So you know how everyone’s been talking about AI being the next big thing? Well, Applied Digital (NASDAQ: APLD) just decided to show off and absolutely crushed it on Friday, jumping 28% like it was doing parkour in the stock market.
Here’s the tea: This company basically builds the digital equivalent of really expensive parking garages for AI – except instead of cars, they’re parking massive computer brains that need to crunch numbers 24/7. And apparently, business is booming.
The Numbers That Made Wall Street Do a Double-Take
Applied Digital just dropped their earnings report, and it was the kind of beat-down that makes analysts reach for their calculators twice:
- Revenue: $64.2 million (up 84% year-over-year) – they were expecting $50 million, so this was like ordering a medium coffee and getting a venti
- Loss per share: 11 cents (analysts thought it’d be 13 cents) – still losing money, but hey, losing less money is progress in startup land
The real kicker? They just signed a lease deal with CoreWeave for 150 megawatts at their North Dakota campus. For context, that’s enough power to run a small city, except instead of powering streetlights, it’s powering the AI that might eventually replace us all. Fun!

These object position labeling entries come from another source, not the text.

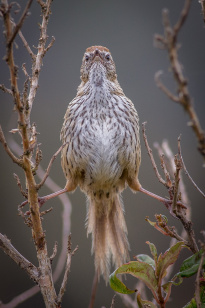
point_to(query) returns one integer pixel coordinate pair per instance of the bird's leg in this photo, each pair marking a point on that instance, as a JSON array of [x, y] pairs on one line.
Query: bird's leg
[[135, 185], [70, 186]]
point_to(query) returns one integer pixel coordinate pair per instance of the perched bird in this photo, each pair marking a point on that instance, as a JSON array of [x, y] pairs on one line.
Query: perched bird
[[102, 154]]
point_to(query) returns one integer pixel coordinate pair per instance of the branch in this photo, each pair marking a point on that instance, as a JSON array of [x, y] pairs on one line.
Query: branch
[[22, 262], [25, 194], [94, 290], [186, 171], [8, 150], [4, 89], [197, 282], [202, 2], [38, 186], [68, 264], [152, 158], [19, 25], [36, 68], [169, 41]]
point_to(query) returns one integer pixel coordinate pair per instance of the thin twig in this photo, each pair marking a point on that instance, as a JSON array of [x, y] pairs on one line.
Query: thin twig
[[50, 44], [15, 255], [66, 225], [4, 89], [25, 194], [38, 186], [186, 171], [169, 41], [16, 160], [176, 183], [197, 282], [33, 56], [113, 301], [67, 269], [20, 24], [183, 16], [55, 248], [152, 158], [202, 2], [94, 290]]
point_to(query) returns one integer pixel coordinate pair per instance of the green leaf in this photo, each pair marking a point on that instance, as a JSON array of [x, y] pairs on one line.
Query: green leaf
[[146, 259], [153, 250], [118, 286], [142, 303], [138, 269], [169, 257], [190, 266], [192, 303]]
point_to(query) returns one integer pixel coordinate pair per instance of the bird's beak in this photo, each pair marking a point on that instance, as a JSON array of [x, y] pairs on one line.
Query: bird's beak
[[97, 55]]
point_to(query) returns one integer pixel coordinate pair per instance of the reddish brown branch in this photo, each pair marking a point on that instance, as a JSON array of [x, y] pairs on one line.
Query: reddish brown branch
[[19, 25], [93, 291], [67, 269], [22, 262], [202, 2], [186, 171], [38, 186], [8, 150], [161, 180], [169, 41]]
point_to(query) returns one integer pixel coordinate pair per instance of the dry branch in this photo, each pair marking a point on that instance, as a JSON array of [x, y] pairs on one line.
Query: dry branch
[[22, 262], [169, 42], [67, 269], [202, 2], [8, 150], [29, 139]]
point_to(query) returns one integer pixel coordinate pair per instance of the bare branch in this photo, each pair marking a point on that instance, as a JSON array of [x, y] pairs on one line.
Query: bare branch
[[202, 2], [22, 262], [8, 150], [50, 44], [197, 282], [170, 43], [38, 186], [55, 248], [186, 171], [33, 56], [176, 183], [25, 194], [182, 18], [152, 158], [4, 89], [20, 24], [94, 290], [40, 54], [68, 264], [113, 302]]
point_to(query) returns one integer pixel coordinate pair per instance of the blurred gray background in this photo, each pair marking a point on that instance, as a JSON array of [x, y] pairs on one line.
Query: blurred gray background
[[127, 29]]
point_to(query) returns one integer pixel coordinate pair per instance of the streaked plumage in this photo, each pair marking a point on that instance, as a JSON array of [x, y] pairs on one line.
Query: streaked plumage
[[102, 154]]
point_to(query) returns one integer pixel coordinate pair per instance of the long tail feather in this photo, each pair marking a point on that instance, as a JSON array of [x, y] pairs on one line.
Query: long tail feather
[[106, 223]]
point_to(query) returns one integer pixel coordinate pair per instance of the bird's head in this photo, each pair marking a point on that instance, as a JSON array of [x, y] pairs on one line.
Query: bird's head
[[98, 56]]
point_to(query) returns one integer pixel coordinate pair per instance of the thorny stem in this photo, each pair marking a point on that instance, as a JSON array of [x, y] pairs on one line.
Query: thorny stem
[[45, 280], [169, 42]]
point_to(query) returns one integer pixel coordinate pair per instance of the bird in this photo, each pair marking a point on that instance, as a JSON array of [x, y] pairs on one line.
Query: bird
[[102, 155]]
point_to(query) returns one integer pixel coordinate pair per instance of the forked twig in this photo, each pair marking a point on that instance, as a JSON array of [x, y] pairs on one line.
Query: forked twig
[[169, 42], [20, 23], [67, 269], [152, 158], [185, 169]]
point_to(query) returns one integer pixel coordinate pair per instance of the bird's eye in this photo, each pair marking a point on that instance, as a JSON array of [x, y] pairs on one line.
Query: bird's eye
[[107, 57], [87, 58]]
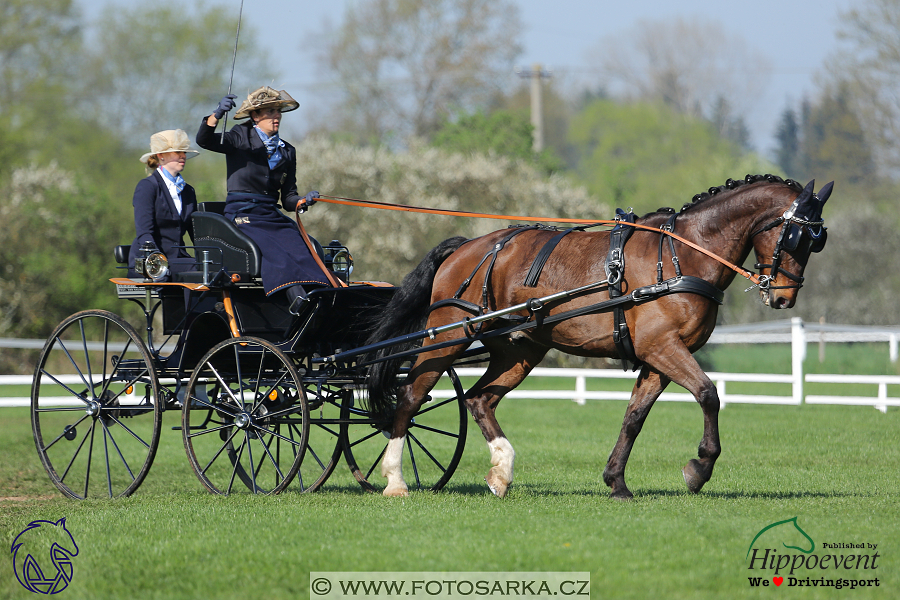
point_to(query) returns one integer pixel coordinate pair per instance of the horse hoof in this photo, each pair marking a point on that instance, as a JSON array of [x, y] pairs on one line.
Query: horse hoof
[[497, 487], [623, 495], [395, 492], [693, 477]]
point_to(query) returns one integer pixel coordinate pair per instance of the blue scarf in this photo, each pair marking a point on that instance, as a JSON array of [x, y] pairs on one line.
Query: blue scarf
[[178, 180], [273, 146]]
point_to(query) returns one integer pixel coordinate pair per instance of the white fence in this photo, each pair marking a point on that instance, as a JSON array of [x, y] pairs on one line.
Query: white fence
[[795, 332]]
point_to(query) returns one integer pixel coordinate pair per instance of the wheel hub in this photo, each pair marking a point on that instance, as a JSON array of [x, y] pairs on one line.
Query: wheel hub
[[242, 421]]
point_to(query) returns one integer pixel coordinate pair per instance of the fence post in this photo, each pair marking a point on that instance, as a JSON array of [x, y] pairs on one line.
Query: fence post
[[798, 354], [893, 346], [580, 389]]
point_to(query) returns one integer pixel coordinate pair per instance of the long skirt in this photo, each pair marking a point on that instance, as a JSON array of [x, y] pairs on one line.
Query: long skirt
[[286, 259]]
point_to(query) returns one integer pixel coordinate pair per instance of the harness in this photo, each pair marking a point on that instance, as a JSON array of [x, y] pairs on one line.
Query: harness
[[615, 273]]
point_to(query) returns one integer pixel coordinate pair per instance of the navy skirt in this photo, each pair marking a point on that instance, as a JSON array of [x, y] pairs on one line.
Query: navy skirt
[[286, 259]]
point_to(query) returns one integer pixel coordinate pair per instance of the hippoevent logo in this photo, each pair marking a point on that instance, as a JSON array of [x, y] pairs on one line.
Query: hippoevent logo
[[42, 556], [783, 554]]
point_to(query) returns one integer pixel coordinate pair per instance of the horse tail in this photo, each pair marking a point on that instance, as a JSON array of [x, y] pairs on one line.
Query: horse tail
[[407, 312]]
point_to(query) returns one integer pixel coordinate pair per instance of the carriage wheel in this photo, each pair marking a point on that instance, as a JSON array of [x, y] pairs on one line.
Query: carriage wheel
[[434, 444], [94, 413], [245, 418], [323, 449]]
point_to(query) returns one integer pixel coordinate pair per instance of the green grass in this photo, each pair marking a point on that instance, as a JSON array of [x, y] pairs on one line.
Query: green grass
[[835, 468]]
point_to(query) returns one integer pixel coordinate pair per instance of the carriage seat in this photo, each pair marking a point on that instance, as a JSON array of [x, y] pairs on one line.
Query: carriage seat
[[240, 254]]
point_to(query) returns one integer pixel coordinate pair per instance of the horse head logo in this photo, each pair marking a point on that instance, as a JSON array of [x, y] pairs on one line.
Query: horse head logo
[[787, 531], [40, 545]]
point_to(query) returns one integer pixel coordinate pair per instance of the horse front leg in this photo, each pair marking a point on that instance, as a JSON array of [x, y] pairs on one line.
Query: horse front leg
[[679, 366], [509, 365], [647, 389]]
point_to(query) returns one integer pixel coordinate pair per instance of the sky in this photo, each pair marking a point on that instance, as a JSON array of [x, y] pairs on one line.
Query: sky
[[795, 36]]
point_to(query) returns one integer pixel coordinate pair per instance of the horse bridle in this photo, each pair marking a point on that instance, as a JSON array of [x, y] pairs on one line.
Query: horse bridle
[[793, 228]]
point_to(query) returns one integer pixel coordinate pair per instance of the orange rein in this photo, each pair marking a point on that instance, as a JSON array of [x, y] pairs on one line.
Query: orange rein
[[753, 277]]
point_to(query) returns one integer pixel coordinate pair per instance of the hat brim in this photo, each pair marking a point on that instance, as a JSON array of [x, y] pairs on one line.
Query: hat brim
[[187, 154], [246, 108]]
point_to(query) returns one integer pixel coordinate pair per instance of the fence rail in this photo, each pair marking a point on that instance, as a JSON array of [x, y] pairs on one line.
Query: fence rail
[[794, 332]]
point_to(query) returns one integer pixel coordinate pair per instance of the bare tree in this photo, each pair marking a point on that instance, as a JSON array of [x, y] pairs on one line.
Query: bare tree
[[179, 68], [403, 65], [693, 66], [871, 68]]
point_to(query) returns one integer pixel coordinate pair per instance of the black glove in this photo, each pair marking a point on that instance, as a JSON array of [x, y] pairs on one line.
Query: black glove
[[225, 104], [308, 201]]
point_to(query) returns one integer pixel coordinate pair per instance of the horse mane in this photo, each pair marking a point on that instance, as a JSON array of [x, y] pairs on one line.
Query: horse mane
[[731, 184]]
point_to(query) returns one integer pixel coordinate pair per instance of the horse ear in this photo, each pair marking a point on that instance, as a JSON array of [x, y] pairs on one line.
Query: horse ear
[[807, 192], [825, 192]]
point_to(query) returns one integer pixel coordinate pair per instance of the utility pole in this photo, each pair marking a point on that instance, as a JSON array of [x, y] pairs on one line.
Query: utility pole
[[537, 102]]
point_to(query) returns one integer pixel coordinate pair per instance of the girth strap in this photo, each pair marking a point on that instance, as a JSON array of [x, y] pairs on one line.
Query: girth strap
[[615, 275]]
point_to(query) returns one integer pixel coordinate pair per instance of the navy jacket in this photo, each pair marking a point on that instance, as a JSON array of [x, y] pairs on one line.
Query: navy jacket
[[156, 220], [248, 166]]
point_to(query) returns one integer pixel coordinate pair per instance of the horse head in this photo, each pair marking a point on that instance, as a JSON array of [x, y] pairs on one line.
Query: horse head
[[790, 240]]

Building the AI Empire, One Data Center at a Time
Here’s where it gets interesting. Applied Digital isn’t just sitting around counting their money (well, they’re still losing money, but you get it). They’re going full expansion mode:
Their Polaris Forge 1 campus in North Dakota is now completely booked with $11 billion in anticipated lease revenue. That’s “buy a small country” money. They’re already building more capacity because apparently, everyone and their grandmother wants to rent space for their AI projects.

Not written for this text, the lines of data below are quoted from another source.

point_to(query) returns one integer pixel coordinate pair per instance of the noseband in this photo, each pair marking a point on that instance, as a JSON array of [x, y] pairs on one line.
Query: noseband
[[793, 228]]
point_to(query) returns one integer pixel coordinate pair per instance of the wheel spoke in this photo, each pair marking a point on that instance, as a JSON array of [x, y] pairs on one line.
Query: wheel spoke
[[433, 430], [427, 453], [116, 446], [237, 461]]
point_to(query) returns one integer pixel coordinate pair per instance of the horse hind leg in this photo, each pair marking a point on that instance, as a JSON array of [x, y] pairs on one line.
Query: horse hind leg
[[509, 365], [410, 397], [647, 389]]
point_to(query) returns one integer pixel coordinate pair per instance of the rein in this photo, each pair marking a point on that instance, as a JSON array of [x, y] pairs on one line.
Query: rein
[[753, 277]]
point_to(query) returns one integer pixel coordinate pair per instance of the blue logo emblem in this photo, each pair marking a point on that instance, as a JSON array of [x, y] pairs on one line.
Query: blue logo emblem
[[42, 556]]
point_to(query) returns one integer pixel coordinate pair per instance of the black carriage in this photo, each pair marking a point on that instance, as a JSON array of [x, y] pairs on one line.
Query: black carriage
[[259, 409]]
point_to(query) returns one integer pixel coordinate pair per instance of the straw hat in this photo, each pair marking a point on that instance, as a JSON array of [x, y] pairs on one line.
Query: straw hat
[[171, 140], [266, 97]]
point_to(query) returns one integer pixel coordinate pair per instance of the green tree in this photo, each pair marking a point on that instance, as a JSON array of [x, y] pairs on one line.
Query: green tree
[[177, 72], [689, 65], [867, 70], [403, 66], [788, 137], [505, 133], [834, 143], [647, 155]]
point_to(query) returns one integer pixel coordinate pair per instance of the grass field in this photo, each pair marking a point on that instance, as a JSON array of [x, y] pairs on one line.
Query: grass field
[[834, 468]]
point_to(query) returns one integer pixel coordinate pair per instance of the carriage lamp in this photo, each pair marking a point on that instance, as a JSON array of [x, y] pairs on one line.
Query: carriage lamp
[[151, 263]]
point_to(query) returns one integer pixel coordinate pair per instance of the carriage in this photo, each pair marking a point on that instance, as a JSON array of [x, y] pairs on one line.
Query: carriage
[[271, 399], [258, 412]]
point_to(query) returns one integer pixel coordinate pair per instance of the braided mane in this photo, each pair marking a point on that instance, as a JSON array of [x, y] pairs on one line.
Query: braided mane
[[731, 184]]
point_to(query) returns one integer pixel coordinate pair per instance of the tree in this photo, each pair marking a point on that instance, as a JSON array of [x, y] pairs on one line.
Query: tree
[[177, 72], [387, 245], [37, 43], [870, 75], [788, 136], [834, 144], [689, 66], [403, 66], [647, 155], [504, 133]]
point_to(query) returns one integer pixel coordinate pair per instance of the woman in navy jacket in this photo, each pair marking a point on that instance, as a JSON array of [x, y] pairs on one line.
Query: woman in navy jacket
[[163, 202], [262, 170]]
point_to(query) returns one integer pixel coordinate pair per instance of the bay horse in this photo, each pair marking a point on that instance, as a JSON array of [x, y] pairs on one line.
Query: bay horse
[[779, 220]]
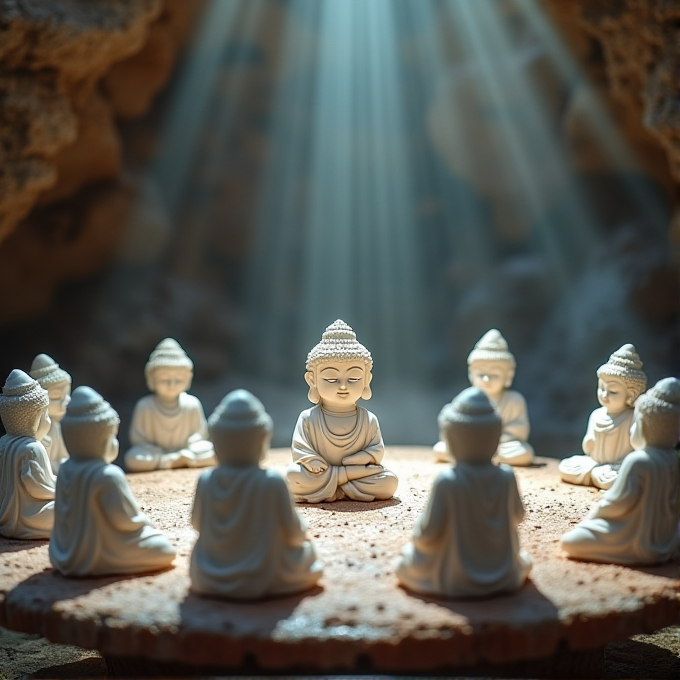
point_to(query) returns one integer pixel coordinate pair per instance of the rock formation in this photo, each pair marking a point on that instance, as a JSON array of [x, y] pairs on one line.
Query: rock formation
[[68, 69]]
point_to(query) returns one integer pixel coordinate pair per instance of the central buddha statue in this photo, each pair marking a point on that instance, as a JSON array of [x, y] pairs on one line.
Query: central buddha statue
[[337, 446]]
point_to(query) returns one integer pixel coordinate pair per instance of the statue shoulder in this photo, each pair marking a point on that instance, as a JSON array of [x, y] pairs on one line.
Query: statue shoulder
[[369, 416], [515, 397], [145, 403], [189, 401]]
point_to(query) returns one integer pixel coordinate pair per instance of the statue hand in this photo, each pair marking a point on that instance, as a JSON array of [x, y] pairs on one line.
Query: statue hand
[[316, 467]]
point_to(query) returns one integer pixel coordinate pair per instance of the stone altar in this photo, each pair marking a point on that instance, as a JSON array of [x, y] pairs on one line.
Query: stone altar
[[358, 618]]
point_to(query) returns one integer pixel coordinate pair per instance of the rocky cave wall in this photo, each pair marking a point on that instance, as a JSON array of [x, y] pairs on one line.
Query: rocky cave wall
[[70, 70], [630, 50]]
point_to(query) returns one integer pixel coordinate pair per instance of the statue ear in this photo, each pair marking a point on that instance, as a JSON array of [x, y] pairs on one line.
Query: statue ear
[[313, 394], [367, 394], [509, 377]]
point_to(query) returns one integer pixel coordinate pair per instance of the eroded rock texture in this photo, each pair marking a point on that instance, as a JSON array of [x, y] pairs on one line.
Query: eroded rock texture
[[638, 42], [68, 69]]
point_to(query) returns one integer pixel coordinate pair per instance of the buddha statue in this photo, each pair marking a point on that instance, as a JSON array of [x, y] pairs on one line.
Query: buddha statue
[[57, 382], [98, 526], [607, 439], [337, 446], [491, 368], [252, 542], [168, 427], [465, 544], [636, 520], [26, 479]]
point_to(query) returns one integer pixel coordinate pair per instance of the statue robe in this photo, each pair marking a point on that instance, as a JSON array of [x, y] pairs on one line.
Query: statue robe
[[252, 543], [636, 521], [99, 528], [314, 442], [465, 544], [26, 488], [164, 440], [606, 443], [55, 446], [513, 448]]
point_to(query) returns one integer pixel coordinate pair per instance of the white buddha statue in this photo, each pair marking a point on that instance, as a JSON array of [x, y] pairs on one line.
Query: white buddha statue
[[57, 382], [607, 439], [26, 479], [252, 543], [98, 526], [337, 446], [465, 544], [168, 426], [491, 368], [636, 520]]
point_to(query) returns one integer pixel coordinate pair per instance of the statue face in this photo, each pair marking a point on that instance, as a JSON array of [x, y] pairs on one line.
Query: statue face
[[489, 376], [612, 393], [169, 383], [340, 383], [60, 395]]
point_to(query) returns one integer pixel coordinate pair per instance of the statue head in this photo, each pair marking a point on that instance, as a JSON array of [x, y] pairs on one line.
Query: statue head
[[90, 427], [491, 366], [656, 422], [24, 406], [240, 429], [169, 370], [471, 427], [621, 380], [339, 369], [56, 381]]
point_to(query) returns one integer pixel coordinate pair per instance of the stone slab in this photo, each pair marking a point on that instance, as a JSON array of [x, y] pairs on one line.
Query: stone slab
[[358, 616]]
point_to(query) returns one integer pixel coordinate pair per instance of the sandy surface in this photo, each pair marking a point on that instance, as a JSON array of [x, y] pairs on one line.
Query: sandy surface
[[358, 608]]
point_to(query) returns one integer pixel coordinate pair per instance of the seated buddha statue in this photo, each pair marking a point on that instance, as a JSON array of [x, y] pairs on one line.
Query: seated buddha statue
[[465, 544], [337, 446], [57, 382], [168, 427], [98, 526], [607, 440], [252, 542], [491, 368], [26, 479], [636, 520]]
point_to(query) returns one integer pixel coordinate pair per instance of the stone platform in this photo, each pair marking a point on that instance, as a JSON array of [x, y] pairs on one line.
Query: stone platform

CEO Wes Cummins dropped this gem: “We believe we are in a prime position to serve as the modern-day picks and shovels of the intelligence era.” Translation: While everyone else is digging for AI gold, Applied Digital is selling the shovels – and business is good.
Wall Street Gets Excited (And Raises Price Targets)

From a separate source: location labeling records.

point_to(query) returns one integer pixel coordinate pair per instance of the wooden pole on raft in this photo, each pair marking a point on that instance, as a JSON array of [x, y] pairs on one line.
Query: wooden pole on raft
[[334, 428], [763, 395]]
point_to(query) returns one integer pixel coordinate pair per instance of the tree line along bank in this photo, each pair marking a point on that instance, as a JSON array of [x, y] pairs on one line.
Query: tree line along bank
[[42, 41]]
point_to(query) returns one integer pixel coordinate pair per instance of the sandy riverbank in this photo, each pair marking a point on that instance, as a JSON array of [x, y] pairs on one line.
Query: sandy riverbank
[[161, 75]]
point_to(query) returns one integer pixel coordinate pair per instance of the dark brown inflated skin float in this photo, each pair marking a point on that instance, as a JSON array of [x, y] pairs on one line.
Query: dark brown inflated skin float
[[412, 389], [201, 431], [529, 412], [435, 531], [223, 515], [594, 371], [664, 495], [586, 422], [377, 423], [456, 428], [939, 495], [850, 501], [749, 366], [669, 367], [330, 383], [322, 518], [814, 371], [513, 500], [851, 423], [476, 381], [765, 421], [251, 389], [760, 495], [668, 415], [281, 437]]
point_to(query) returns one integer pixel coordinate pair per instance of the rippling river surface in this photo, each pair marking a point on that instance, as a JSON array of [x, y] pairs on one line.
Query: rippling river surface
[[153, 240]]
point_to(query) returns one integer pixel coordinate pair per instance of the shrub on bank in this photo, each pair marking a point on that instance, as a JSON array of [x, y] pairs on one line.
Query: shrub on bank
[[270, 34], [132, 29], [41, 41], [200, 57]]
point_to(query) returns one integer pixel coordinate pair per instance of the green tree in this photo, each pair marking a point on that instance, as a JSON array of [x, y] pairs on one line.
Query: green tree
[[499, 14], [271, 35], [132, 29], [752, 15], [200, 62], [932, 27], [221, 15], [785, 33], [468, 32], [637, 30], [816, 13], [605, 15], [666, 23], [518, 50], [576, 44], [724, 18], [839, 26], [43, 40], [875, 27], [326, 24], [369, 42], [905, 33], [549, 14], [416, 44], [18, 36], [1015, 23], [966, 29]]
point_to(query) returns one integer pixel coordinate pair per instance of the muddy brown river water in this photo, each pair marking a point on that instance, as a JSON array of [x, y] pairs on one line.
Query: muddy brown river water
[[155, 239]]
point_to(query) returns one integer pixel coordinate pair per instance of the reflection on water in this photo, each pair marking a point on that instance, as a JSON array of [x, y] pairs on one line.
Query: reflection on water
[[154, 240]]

When a stock jumps 28% in one day, analysts start paying attention. Roth Capital got so excited they bumped their price target by $13 to $56 per share. That’s a 55% upside from current levels – basically saying “this party is just getting started.”
The stock is now up a ridiculous 372% year-to-date. If you bought $1,000 worth at the beginning of the year, you’d be sitting on almost $5,000 right now. Not bad for a company most people have never heard of.
The Bottom Line
Applied Digital is basically betting that AI is going to need a lot more digital real estate, and so far, they’re winning that bet big time. With hyperscalers expected to throw around $350 billion at AI infrastructure this year, being the landlord in this space isn’t the worst place to be.
Just remember: what goes up 372% in a year can also come down just as fast. But for now, Applied Digital is riding the AI wave like a pro surfer in perfect conditions.